Они, однако, ничего не знают о моем самом волнующем опыте этих вещей — ибо он случается, когда они все отдыхают. Я поздно ложусь (ради того, чтобы сберечь свои сезоны покоя); и время от времени у меня хватает нервов выглянуть наружу для моего последнего видения дня, через час после полуночи, когда выпуклая луна, покинув море, медленно преодолевает руины монастыря на высокой скале, появляясь на черно-синем небе как совершенно другая планета, чем та, за которой я наблюдала, — и чем та, которую я буду приветствовать следующей, тонким серпом в светлом западном небе, сразу после заката. Перейти от этого зрелища к своей постели — значит восстановить на час свое здоровье души, по крайней мере: и воспоминание о таком трепете — это сердечное средство для будущих болезненных часов, которое укрепляется от хранения.
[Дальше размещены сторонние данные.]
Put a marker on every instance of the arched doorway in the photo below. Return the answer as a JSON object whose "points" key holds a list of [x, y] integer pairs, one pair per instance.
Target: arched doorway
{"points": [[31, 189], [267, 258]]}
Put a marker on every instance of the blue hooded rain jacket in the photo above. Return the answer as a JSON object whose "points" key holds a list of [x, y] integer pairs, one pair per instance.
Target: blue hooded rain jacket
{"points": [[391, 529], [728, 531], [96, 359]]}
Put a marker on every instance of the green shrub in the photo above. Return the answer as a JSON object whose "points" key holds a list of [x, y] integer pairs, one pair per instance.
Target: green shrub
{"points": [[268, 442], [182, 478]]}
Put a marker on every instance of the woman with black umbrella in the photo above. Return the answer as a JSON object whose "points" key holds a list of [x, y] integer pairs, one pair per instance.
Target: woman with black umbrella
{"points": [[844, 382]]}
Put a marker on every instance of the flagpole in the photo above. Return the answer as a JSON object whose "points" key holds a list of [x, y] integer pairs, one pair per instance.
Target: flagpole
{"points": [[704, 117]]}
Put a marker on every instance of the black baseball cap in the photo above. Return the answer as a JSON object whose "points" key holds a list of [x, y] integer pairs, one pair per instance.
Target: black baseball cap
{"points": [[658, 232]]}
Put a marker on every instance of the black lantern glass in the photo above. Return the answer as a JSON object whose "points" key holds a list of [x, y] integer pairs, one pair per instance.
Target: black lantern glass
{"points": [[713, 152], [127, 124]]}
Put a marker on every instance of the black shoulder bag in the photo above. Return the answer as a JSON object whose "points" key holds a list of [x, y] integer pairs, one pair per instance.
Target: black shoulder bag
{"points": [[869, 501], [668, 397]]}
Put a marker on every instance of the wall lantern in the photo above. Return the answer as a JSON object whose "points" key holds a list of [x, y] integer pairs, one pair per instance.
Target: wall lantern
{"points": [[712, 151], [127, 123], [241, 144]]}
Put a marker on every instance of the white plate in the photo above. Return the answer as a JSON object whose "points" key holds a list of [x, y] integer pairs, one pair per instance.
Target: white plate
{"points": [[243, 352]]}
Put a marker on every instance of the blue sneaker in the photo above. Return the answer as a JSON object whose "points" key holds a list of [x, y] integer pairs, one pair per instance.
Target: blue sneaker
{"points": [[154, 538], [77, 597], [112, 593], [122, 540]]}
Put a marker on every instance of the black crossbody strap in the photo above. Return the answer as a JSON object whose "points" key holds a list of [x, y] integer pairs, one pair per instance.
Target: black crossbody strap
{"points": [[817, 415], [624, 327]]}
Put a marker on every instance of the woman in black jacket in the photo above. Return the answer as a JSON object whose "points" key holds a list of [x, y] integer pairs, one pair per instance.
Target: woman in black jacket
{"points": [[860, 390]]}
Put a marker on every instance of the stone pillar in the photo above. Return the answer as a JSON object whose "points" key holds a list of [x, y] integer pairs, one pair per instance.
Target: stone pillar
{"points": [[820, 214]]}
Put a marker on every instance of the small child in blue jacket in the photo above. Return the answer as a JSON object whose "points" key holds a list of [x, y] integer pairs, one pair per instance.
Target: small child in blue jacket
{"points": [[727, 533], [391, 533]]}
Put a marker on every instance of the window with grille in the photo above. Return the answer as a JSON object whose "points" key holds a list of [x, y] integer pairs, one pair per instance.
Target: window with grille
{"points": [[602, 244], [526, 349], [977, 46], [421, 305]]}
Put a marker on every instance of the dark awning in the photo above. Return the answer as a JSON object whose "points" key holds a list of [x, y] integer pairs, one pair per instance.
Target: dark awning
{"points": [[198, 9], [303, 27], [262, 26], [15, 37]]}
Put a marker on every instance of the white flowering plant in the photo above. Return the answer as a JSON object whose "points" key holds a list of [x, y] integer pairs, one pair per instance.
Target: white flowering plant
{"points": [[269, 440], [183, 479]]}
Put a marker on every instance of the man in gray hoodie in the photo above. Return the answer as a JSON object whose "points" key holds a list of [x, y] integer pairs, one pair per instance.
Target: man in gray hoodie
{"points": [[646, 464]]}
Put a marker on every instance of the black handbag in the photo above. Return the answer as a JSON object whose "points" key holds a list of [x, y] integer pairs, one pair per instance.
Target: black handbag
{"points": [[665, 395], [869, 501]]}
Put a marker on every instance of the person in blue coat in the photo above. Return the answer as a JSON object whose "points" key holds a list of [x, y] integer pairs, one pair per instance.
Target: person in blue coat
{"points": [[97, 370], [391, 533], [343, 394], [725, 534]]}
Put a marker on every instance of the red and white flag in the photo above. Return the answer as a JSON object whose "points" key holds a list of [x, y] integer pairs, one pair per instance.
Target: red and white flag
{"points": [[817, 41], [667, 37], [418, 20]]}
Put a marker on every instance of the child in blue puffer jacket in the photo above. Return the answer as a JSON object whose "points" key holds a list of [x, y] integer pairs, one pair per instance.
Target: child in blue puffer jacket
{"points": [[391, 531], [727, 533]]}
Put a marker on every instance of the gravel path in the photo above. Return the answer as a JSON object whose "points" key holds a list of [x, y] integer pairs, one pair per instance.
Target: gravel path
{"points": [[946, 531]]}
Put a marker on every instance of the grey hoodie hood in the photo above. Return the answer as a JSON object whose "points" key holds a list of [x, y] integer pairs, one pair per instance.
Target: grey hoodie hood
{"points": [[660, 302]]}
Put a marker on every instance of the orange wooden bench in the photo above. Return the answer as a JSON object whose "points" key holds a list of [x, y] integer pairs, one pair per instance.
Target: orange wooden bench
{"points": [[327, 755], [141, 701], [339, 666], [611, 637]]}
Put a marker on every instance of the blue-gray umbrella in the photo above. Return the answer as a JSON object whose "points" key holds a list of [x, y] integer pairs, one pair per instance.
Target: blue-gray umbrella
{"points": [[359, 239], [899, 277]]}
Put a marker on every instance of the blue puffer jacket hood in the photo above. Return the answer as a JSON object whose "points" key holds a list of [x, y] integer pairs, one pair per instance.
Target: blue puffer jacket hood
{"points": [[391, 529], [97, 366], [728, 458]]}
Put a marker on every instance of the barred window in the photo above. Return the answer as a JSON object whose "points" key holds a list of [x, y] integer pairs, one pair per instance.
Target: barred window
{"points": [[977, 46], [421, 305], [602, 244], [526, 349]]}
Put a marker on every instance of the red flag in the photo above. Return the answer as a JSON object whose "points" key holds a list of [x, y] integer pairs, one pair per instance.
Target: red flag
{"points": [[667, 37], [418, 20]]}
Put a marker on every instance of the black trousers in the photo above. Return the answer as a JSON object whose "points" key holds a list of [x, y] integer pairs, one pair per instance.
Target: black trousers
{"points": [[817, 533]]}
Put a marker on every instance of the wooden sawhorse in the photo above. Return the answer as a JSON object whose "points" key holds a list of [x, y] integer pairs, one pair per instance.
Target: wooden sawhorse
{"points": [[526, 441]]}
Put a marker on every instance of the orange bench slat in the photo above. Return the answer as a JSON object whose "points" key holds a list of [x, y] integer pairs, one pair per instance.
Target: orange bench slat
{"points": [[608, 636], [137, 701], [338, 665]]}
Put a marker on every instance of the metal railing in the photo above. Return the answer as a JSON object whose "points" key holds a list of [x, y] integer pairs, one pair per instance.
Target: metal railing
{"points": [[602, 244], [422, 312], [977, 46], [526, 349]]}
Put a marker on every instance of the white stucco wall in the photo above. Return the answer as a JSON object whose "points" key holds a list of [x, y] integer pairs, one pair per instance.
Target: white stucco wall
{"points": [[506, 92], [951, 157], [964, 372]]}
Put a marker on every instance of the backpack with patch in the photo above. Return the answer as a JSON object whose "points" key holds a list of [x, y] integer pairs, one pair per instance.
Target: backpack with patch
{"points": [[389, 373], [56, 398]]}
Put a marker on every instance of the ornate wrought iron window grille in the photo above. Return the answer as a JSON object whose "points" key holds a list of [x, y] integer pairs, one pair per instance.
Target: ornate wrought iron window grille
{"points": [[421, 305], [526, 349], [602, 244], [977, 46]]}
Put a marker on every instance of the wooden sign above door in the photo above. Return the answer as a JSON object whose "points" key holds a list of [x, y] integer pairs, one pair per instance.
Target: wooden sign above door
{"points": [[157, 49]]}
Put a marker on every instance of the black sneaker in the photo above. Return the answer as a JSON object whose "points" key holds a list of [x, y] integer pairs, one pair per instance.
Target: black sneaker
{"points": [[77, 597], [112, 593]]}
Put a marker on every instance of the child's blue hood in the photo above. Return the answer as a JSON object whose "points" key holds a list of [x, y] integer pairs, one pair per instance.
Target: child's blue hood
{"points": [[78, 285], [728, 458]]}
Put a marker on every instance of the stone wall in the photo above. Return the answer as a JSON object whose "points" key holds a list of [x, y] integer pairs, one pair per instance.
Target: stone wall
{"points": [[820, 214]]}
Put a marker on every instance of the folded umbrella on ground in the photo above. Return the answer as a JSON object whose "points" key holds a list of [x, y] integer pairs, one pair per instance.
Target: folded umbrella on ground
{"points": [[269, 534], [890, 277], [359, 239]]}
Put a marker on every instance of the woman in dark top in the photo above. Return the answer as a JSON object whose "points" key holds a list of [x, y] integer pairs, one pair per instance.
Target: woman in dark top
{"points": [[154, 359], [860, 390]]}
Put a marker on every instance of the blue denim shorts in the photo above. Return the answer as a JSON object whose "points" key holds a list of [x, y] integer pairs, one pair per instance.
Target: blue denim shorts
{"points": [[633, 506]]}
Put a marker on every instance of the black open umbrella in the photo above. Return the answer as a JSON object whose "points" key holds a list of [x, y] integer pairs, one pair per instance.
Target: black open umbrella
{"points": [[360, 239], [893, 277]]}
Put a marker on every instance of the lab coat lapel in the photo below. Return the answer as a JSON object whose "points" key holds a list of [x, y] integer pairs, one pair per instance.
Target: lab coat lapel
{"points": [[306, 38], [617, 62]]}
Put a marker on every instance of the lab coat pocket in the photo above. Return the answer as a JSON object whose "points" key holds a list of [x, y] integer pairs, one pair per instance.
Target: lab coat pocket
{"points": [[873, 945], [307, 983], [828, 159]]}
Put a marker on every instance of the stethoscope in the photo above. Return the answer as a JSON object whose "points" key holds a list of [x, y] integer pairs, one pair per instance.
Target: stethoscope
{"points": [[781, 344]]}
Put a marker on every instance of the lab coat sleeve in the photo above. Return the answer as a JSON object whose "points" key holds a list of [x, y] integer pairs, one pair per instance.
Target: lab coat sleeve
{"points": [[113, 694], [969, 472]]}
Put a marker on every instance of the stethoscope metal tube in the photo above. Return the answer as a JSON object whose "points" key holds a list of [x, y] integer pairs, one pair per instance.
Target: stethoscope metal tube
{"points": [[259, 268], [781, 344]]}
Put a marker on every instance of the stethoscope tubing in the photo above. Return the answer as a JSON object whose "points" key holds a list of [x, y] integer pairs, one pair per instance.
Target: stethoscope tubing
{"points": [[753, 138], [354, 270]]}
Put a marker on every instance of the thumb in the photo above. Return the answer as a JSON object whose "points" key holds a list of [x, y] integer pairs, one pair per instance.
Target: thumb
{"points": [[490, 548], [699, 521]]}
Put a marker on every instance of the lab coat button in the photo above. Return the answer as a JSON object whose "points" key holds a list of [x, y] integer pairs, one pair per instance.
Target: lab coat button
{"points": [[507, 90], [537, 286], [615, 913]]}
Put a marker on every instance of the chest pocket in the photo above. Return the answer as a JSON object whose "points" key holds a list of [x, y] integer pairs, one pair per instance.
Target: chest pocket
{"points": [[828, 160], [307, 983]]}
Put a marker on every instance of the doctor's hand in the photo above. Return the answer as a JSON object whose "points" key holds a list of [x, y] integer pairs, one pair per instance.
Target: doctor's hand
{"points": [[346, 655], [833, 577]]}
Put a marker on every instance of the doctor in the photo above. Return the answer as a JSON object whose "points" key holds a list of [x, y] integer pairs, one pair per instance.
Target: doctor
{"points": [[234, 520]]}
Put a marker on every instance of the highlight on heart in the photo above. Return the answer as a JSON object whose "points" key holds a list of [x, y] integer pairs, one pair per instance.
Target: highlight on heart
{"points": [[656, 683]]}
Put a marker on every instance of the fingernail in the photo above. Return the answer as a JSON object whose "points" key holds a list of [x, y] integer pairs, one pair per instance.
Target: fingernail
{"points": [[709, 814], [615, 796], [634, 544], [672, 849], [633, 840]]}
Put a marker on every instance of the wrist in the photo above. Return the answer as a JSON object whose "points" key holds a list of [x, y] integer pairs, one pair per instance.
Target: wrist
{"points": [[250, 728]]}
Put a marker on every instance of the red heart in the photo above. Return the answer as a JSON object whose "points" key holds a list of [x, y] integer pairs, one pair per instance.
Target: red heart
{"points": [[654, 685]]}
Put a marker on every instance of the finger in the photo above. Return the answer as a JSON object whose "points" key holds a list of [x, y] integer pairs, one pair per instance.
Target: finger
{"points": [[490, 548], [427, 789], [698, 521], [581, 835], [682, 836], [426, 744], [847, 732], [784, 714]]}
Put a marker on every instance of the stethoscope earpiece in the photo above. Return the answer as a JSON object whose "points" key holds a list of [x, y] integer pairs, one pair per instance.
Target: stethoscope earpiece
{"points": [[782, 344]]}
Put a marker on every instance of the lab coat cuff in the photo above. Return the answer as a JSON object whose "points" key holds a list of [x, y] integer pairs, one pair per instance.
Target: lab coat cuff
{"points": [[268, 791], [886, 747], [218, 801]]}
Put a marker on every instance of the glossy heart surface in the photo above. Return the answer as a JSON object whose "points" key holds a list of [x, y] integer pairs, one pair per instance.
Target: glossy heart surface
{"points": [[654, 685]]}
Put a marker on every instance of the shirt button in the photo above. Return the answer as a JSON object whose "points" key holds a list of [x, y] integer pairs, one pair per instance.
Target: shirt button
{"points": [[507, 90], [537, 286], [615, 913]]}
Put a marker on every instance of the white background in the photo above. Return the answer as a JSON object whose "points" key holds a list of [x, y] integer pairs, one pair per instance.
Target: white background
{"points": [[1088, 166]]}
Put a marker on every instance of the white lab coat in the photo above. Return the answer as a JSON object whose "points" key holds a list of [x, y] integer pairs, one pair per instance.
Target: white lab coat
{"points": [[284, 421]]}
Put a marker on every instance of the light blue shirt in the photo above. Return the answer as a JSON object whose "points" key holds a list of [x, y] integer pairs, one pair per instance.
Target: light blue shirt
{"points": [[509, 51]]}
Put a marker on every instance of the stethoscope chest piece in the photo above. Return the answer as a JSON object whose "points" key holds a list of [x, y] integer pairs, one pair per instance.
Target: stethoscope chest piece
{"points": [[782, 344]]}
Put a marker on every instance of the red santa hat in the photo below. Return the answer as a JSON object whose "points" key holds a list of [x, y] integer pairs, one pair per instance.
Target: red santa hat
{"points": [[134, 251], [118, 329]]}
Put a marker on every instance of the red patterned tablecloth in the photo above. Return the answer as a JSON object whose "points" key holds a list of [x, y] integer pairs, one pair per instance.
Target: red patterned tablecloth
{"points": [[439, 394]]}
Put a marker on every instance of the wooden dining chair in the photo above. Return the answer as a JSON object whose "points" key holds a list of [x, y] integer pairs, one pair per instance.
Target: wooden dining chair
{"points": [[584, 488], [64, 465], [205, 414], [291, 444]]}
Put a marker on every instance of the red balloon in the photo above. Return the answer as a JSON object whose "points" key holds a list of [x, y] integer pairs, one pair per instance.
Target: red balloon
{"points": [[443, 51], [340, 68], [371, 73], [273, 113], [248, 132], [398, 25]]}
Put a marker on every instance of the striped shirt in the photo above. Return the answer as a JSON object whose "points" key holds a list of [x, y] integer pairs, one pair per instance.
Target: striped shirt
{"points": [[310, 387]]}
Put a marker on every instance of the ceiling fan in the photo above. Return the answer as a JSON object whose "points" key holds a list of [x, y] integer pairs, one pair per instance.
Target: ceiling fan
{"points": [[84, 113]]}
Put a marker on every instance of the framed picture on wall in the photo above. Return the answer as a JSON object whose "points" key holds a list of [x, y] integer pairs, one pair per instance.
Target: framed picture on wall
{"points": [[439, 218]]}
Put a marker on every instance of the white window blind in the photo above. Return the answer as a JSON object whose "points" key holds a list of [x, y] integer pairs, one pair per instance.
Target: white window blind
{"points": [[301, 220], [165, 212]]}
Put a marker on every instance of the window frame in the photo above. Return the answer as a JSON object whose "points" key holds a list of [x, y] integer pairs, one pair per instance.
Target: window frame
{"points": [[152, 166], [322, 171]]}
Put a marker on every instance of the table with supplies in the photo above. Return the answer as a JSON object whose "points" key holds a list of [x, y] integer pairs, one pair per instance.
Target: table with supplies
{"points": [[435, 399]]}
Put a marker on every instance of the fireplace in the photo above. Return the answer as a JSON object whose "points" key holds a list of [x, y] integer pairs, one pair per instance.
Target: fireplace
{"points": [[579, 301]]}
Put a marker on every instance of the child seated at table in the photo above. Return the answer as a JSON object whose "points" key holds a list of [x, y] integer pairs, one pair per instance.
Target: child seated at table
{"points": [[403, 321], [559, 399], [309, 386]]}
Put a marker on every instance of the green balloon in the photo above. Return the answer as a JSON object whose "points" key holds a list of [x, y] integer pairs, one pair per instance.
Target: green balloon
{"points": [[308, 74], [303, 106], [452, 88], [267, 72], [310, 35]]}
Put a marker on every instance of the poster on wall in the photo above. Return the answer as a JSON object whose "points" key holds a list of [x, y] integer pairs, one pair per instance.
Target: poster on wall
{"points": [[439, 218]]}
У меня есть чувство собственности также в жаворонках, которые гнездятся во всех бороздах холма. Это беспокойство — видеть, как они взлетают и парят с преждевременной радостью в какой-нибудь мягкий январский день, прежде чем начались наши снега и штормы, когда я обнаруживаю в себе чувство долга перед беззаботными существами — тоску предупредить их своей высшей мудростью, что они не должны рассчитывать на весну еще. А апрельскими утрами, когда тени сильны в лощинах и чей-то соседский ребенок присылает мне горсть первоцветов с полей, я выглядываю, как за своим должным, чтобы увидеть, как певчие птицы прыгают и падают, и уловить их гимн над гулом и радостным криком пробуждающейся природы. Если желтые бабочки не прилетают к моему цветочному ящику в солнечный полдень, я чувствую себя обиженной. Но они прилетают — как и пчелы: и бывают времена, когда это служение слишком назойливо — когда жизнь и свет — это больше, чем я могу вынести, и я опускаю жалюзи и запираюсь со своей слабостью и с мыслями более абстрактными. Но когда в прежние дни простые, естественные влияния имели такую власть надо мной? Как это так, что долгострадальные больные, уже лишенные так многого, когда-либо без необходимости лишаются естественных и обновляющих удовольствий, подобных этим?